We use a variety of data stores at DoorDash to power our business, but one of our primary tools is classic relational data powered by Postgres. As our business grows and our product offerings broaden, our data models evolve, requiring schema changes and backfills to existing databases.
When DoorDash was smaller and in fewer time zones, it was reasonable to take a few minutes of downtime at night to perform these kinds of data operations. But as we have grown to include merchants, customers, and Dashers in over 4,000 cities on two continents, it is no longer acceptable to have downtime in our system. Our global span means we have to engineer solutions to perform major operations on huge tables without disrupting the business.
During our pre-growth phase, the most obvious way of backfilling a new column was to simply add the column as nullable, and then start a background process to fill in the rows in batches. But some of our tables have become so large and include so many indexes that this process is far too slow to stick to any kind of reasonable product schedule.
Recently, our Storage team honed a backfilling technique for our Postgres databases that allows us to completely rebuild a table—changing types and constraints for multiple columns all at once—without affecting our production systems. The unexpected benefit of this technique is that we can transactionally swap the two tables both forwards and backwards, enabling us to safely test out the new table and switch back if problems arise while maintaining data integrity.
This method reduced a projected three month project down to less than a week while letting us update tables in a production environment. Not only could we add our new field, but we also had the opportunity to clean up the entire data model, fixing data inconsistencies and adding constraints.
The need for data backfills
Not every schema change requires a backfill. Often, it is easier to add a nullable column and create default behavior for NULL values in application code. While fast, this process has disadvantages, such as not being able to add database-level constraints. If application code erroneously forgets to set the value, it will get default behavior, which may not be what was intended.
Some schema changes require a backfill, though. For example, switching data types for primary keys requires that all historical data be updated. Similarly, denormalization for performance reasons requires backfilling historical data if no sensible default behavior can be implemented.

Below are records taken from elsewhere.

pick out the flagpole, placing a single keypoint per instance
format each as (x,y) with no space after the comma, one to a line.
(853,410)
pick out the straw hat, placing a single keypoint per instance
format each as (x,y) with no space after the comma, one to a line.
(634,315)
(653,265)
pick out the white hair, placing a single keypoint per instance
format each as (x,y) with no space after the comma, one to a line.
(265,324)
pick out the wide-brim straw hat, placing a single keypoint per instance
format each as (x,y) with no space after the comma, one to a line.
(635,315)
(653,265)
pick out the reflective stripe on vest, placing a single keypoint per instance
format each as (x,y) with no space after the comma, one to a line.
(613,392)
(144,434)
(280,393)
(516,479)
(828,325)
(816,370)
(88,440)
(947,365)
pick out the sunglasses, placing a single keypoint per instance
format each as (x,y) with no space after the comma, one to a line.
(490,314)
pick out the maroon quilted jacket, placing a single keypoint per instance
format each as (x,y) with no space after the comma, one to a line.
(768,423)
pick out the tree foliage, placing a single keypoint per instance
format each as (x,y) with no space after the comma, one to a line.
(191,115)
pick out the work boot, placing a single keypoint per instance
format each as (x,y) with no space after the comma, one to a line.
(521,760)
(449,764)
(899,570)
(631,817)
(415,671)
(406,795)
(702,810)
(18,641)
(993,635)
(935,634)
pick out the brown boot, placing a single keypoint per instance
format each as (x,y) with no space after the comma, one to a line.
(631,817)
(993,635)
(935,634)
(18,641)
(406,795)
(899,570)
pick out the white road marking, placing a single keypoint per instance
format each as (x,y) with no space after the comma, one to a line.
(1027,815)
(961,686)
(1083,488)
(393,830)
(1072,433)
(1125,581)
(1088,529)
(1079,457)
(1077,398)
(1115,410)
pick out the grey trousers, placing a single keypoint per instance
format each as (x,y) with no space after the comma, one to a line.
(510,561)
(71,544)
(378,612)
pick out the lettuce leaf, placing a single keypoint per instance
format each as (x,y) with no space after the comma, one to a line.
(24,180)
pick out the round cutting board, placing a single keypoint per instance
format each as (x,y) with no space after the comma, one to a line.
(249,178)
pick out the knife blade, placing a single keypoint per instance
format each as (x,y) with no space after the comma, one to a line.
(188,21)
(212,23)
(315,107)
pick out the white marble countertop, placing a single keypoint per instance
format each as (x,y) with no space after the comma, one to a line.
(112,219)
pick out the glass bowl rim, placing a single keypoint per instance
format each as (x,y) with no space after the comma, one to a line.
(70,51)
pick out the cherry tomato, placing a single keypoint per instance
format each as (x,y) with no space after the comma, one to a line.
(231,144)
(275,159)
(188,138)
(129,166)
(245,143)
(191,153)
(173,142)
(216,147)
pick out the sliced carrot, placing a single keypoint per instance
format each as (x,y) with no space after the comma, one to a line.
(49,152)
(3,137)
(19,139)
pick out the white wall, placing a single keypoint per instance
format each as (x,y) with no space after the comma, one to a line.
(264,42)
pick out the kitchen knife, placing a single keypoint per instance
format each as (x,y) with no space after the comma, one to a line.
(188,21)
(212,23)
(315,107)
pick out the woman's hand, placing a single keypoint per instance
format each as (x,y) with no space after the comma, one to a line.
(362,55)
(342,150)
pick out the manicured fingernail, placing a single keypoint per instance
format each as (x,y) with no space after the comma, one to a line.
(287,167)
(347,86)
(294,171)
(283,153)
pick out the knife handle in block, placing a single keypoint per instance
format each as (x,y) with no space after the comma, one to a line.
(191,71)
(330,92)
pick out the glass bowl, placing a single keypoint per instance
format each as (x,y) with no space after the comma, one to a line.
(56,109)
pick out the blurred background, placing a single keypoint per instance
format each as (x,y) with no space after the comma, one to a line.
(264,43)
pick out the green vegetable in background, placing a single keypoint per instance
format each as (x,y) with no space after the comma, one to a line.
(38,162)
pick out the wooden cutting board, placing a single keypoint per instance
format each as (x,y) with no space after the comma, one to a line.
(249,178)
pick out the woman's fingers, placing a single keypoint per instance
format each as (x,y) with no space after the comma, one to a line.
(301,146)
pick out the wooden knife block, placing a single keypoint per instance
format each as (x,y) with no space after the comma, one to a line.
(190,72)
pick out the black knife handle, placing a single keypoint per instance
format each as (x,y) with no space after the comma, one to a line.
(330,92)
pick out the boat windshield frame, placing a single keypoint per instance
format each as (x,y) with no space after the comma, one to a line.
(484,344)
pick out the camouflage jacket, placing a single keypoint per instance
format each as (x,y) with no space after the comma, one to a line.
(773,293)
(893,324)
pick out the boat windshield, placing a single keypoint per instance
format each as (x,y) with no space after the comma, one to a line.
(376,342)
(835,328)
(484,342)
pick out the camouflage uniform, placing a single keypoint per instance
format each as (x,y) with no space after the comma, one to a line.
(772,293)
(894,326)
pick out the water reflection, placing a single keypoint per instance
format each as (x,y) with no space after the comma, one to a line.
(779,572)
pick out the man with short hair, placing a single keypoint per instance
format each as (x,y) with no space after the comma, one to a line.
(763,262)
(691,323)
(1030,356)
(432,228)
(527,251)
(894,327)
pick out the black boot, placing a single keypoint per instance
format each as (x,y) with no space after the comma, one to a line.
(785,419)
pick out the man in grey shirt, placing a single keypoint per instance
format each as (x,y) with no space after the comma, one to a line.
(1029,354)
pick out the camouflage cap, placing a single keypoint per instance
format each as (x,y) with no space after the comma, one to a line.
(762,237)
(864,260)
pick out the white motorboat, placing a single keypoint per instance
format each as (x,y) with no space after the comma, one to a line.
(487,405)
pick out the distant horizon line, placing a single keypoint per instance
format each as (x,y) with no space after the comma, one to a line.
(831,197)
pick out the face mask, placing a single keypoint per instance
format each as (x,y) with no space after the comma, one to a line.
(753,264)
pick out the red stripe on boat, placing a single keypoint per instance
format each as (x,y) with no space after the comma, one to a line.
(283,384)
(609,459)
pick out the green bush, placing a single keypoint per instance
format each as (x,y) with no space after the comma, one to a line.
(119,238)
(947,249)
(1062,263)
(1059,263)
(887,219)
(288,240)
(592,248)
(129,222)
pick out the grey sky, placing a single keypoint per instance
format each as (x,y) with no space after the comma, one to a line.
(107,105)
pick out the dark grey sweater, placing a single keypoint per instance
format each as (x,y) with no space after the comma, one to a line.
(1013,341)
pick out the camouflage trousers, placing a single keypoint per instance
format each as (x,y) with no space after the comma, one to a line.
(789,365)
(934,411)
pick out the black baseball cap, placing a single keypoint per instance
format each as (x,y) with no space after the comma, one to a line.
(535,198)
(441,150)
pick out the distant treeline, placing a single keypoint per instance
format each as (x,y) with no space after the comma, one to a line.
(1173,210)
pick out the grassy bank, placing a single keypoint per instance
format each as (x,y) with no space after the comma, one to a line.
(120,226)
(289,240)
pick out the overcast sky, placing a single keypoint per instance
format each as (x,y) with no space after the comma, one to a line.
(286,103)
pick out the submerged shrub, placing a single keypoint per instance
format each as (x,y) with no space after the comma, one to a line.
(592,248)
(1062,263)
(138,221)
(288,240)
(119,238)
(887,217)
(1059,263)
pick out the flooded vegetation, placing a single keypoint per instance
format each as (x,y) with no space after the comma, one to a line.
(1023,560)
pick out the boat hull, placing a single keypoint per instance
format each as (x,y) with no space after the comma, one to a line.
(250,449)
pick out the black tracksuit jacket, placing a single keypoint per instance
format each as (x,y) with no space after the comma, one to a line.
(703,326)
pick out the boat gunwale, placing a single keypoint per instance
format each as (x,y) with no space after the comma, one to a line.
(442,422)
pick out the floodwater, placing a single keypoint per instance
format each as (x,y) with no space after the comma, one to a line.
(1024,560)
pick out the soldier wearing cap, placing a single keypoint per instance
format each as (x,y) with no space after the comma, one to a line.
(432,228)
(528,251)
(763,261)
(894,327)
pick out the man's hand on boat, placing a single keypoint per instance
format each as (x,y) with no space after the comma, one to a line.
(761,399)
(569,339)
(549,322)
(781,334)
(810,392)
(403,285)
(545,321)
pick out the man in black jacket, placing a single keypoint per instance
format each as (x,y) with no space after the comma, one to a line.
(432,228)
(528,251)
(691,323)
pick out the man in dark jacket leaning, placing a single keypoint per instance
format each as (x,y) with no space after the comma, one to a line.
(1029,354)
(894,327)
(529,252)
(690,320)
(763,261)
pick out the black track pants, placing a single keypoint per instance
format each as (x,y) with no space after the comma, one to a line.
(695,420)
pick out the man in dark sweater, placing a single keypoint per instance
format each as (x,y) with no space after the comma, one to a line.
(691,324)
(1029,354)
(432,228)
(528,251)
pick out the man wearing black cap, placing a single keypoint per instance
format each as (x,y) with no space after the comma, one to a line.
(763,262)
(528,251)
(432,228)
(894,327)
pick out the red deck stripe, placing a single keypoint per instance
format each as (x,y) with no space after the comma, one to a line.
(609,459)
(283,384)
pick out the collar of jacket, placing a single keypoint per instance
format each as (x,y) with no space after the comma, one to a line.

The difficulties of in-place data backfills of large tables
Trying to update every row in a large production table presents several problems.
One problem is speed. Updating a column on a billion rows in Postgres is equivalent to deleting a billion rows and inserting a billion rows, thanks to the way Multiversion Concurrency Control (MVCC) works under the covers. The old rows will have to be collected by the VACUUM process. All of this puts a lot of pressure on the data infrastructure, using compute cycles and potentially straining resources, leading to slow-downs in production systems.
The number of indexes on the table amplifies this pressure. Each index on a table effectively requires another insert/delete pair. The database will also have to go find the tuple in the heap, which requires reading that portion of the index into the cache. At DoorDash, our production data accesses tend to be concentrated at the very tail end of our data, so the serialized reads of a backfill put pressure on the database caches.
The second problem is that if the writes happen too fast, our read replicas can fall behind the primary writer. This problem of replica lag happens at DoorDash because we make heavy use of AWS Aurora read replicas to service read-only database traffic for our production systems. In standard Postgres, the read replicas stay up to date with the primary by reading the write-ahead logging (WAL), which is a stream of updated pages that flows from the primary writer to the read replicas. Aurora Postgres uses a different mechanism to keep the replicas updated, but it also suffers from an analogous problem of replication lag. Aurora replicas typically stay less than 100 milliseconds behind, which is sufficient for our application logic. But without careful monitoring, we found that it is fairly easy to push the replica lag above 10 seconds, which, unsurprisingly, causes production issues.
The third major problem is that even “safe” schema changes, like widening an
INT column to
BIGINT, may uncover unexpected bugs in production code that are not trivial to locate by mere inspection. It can be nerve-wracking to simply alter an in-use schema without a backup plan.
The solution to all of these issues is to avoid altering the production table in-place entirely. Instead, we copy it to a lightly indexed shadow table, rebuild indexes after, and then swap the tables.
Creating a shadow table
The first step is to create a shadow table with a schema identical to that of the source table:
CREATE TABLE shadow_table (LIKE source_table);
The new shadow table has the same schema as the source, but with none of the indexes. We do need one index on the primary key so that we can do quick lookups during the backfill process:
ALTER TABLE shadow_table ADD PRIMARY KEY (id);
The final step is to make schema alterations on the new table. Because we are re-writing the entire table, this is a good opportunity to discharge any technical debt accumulated over time. Columns that were previously added to the table as nullable for convenience can now be backfilled with real data, making it possible to add a
NOT NULL constraint. We can also widen types, such as taking
INT columns to
ALTER TABLE shadow_table ALTER COLUMN id type BIGINT; ALTER TABLE shadow_table ALTER COLUMN uuid SET NOT NULL; ALTER TABLE shadow_table ALTER COLUMN late_added_column SET NOT NULL;
Writing the copy function
Next we will create a Postgres function that will copy and backfill rows at the same time. We will use this function in both the trigger, which will keep new and updated rows synchronized with the shadow table, and the backfill script, which will copy the historical data.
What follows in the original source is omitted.